Lançada em Bandeirantes nova variedade de uva fina de mesa

A mutação observada pelo viticultor Sebastião Braz Ferreira, de Bandeirantes, no seu parreiral com variedade rubi na safra de 2000, já responde por 15 hectares cultivados por 13 produtores rurais no município. Em 6 hectares colhidos neste final de safra, a média de produtividade está de 5 a 6 caixas (de 5kg cada) por planta. Borbulhas de enxertia já estão sendo cultivadas em diversos municípios do Paraná, entre os quais Marialva, Uraí e Assai, e de São Paulo, como Pilar do Sul, Jales e São Miguel Arcanjo.

É a primeira colheita expressiva da uva rubi bandeirantes, lançada na tarde da última sexta-feira (25), na sede da Associação de Desenvolvimento Comunitários das Três Águas ? Adecot, em Bandeirantes, durante o encontro da uva fina de mesa, na presença de 110 participantes, vindos dos diversos municípios vitícolas do Paraná.

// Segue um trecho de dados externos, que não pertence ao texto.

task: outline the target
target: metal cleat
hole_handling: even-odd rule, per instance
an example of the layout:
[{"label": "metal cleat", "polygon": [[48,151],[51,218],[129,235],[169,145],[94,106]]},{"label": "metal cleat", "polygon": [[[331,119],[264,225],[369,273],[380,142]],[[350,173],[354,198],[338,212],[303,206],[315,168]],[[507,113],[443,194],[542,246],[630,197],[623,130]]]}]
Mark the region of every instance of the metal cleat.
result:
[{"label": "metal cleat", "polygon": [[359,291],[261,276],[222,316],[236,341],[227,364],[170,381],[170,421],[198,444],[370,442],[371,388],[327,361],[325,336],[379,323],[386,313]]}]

Presentes também representantes de associações de viticultores, além de Humberto Amaro Feltrin, prefeito de Marialva, considerado o principal pólo paranaense da uva fina de mesa.

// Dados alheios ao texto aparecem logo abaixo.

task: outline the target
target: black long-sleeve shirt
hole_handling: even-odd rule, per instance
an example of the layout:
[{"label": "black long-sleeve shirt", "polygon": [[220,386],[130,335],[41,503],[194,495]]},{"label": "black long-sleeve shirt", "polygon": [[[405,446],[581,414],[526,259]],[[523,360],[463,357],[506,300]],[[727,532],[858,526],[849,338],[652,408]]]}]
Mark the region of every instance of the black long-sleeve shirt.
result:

O evento promovido pelo Governo do Paraná, através da Secretaria da Agricultura e do Abastecimento e Programa Paraná 12 Meses e realizado pela Emater, Secretaria Municipal de Agricultura e Adecot, foi responsável por um amplo debate entre os viticultores com especialistas, visando unificar procedimentos para a comercialização segura da safra. E serviu ainda para promover um maior integração entre as associações de produtores de uva fina de mesa e de uva rústica e incentivar a adoção de novas tecnologias do setor.

Para o agrônomo Élcio Felix Rampazzo, implementador do Projeto Frutinorte, da Emater, além do lançamento da rubi bandeirantes, foram apresentadas novidades importantes para o setor, como o decreto do prefeito de Marialva para coibir e punir a comercialização da uva verde com brix (teor de açúcar) abaixo de 14o, o cultivo da uva sem semente como oportunidade futura, a adoção do plástico branco que reduz a ocorrência de doenças aos frutos e folhas durante o período chuvoso e como conseqüência permite reduzir o uso de agrotóxicos.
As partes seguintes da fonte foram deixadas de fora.